On the average
January 26, 2026 at 8:42 AM by Dr. Drang
A few days ago, I was poking around in Apple’s Weather app and came across some interesting stuff hiding behind the sunrise/sunset box. First, there’s a plot that shows the movement of the sun throughout the day, followed by sunrise and sunset times:

The little dots under the “horizon” represent the beginnings and endings of civil, nautical, and astronomical twilight, which is a nice addition to the plot.

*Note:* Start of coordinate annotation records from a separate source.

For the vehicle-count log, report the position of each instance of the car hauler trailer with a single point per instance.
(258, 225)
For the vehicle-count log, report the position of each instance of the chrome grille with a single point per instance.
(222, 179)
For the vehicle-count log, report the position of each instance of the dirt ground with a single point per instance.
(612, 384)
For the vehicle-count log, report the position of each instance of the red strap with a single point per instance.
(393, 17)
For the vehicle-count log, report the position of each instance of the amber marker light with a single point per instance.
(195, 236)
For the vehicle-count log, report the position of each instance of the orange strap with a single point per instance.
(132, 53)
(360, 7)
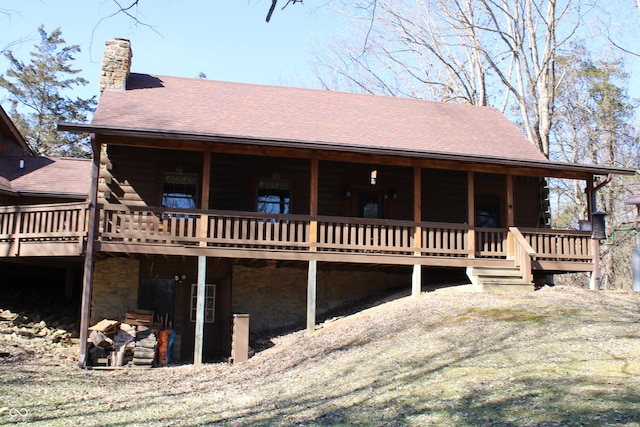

I assume the vertical axis has something to do with the Sun’s altitude angle, but since the plot gives no units, it must be an example of Bezos astronomy.
Scrolling down, we come to this odd graphic: the average sunrise and sunset times for each month of the year.

Given that I live in a state that switches between Standard Time and Daylight Saving Time, this is a troubling calculation. There’s no trouble making the calculation, of course: you just add up all the sunrise or sunset times and divide by the number of days in the month. And that’s clearly what Apple’s done. No, the trouble comes in March and November, the months when we switch from CST to CDT and back. What is the meaning of “average” when the individual values are measured differently?
On the second Sunday in March, sunrise and sunset suddenly become an hour later than they were, and the same thing happens in reverse on the first Sunday in November. Here in 2026, those days will be March 8 and November 1; in 2027, they’ll be March 14 and November 7. That the number of days we’re on CDT and CST in March and November changes from year to year makes the “averages” for those months even weirder.
After thinking about this for a while, I came to three conclusions:
- It’s nice to have on hand a simple display of how sunrise and sunset change over the course of a year.
- I may be the only person bothered by the way Apple presents this information.
- I’ve already shown how I’d like to see it done.
A couple of years ago, I wrote a Python script that used Matplotlib and data from the US Naval Observatory to generate plots like this:

A graph like this wouldn’t work well on a phone because it’s wide instead of tall. But I figured it wouldn’t be too hard to redo it with the axes switched to give it a portrait format. I removed the various annotations because the location would be given in the Weather app. I also removed the “Hours of daylight” curve; without a 24-hour clock, I couldn’t cheat and treat the horizontal axis as both a time and a duration. I also got rid of the yellow and put everything in shades of gray to better match Apple’s aesthetic.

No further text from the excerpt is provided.